Despite the anti-Chinese rhetoric of eminent figures in the Bolsonaro government, since 2018 China’s participation has only increased as a destination for Brazilian exports, now surpassing a third of the total. Nor were the efforts to align with Trump enough to reverse this trend. On the contrary, the share of the US as a destination for our exports dropped by around 50%. This distribution of Brazilian foreign trade makes the disjunction between the current government’s ideological preferences and the linkage of economic forces increasingly unsustainable. In addition to the government’s declarations not echoing material interests, the pressure from internal groups in defense of their commercial interests increases.
The bottom line, however, is another.
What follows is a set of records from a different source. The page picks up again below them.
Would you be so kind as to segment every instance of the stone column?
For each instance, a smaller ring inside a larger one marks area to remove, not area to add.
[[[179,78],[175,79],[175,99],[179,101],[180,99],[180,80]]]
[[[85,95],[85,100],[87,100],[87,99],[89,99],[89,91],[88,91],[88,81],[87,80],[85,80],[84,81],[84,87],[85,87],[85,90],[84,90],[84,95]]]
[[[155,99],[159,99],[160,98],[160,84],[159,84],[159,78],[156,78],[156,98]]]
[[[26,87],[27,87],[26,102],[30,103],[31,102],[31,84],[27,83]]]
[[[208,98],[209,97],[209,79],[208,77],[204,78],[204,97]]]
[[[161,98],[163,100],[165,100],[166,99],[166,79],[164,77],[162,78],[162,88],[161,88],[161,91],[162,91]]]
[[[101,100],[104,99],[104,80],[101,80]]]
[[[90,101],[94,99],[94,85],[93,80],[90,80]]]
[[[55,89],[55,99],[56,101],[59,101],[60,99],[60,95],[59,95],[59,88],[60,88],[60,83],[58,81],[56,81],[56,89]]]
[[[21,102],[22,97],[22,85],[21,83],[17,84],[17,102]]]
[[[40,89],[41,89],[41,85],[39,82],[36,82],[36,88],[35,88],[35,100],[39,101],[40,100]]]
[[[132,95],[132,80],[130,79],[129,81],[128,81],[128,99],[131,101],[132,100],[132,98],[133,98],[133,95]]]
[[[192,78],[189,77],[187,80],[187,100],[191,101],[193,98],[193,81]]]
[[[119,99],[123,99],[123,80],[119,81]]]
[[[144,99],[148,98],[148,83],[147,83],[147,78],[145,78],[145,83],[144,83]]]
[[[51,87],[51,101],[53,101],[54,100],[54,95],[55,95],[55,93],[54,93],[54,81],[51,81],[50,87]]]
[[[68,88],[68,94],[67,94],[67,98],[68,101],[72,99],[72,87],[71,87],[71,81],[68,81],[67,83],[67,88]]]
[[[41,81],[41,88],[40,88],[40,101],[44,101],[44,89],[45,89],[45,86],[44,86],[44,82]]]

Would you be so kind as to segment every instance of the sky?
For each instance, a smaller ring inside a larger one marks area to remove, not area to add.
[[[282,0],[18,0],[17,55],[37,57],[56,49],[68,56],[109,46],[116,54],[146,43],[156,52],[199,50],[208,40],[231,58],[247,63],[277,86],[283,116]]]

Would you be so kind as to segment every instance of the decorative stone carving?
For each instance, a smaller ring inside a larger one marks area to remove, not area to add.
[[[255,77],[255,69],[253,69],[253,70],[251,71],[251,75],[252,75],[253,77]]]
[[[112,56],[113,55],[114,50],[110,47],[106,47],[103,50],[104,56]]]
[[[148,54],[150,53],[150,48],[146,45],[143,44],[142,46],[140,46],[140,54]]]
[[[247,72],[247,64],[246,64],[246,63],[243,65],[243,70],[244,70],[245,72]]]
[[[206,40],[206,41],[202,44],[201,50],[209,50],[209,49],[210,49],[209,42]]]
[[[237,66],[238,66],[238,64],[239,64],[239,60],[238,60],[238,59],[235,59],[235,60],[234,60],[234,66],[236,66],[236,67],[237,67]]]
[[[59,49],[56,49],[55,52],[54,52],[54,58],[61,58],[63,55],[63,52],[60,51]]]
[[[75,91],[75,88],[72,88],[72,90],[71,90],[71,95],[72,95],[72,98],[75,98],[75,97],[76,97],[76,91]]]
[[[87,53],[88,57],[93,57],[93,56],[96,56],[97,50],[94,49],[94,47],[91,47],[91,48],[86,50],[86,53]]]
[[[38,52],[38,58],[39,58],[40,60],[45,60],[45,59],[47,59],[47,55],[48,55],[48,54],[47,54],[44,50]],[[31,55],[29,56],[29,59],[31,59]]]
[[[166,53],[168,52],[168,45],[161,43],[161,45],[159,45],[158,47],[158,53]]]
It is urgent to rethink a national development project in light of these systemic changes. The moment is one of confusion. Sectors on the right follow an anachronistic neoliberal project (part of it with its head in Miami, although the pocket increasingly depends on Shanghai), already discredited in much of the world and, more recently, buried by the gigantic Biden Plan. Sectors of the left clashed on agendas centered on recognition, completely abandoning the comprehensive vision of the national question. All this in the midst of a gigantic systemic and civilizational change, obstructing the necessary advances for the realization of far-reaching national interests.
Bolsonaro, in this sense, does not only act at odds with global opportunities and challenges. It breaks with State policies and with the diplomatic standard of Itamaraty, whose permanence crossed governments of the most varied shades. The country, in this sense, more than ever needs to find itself again.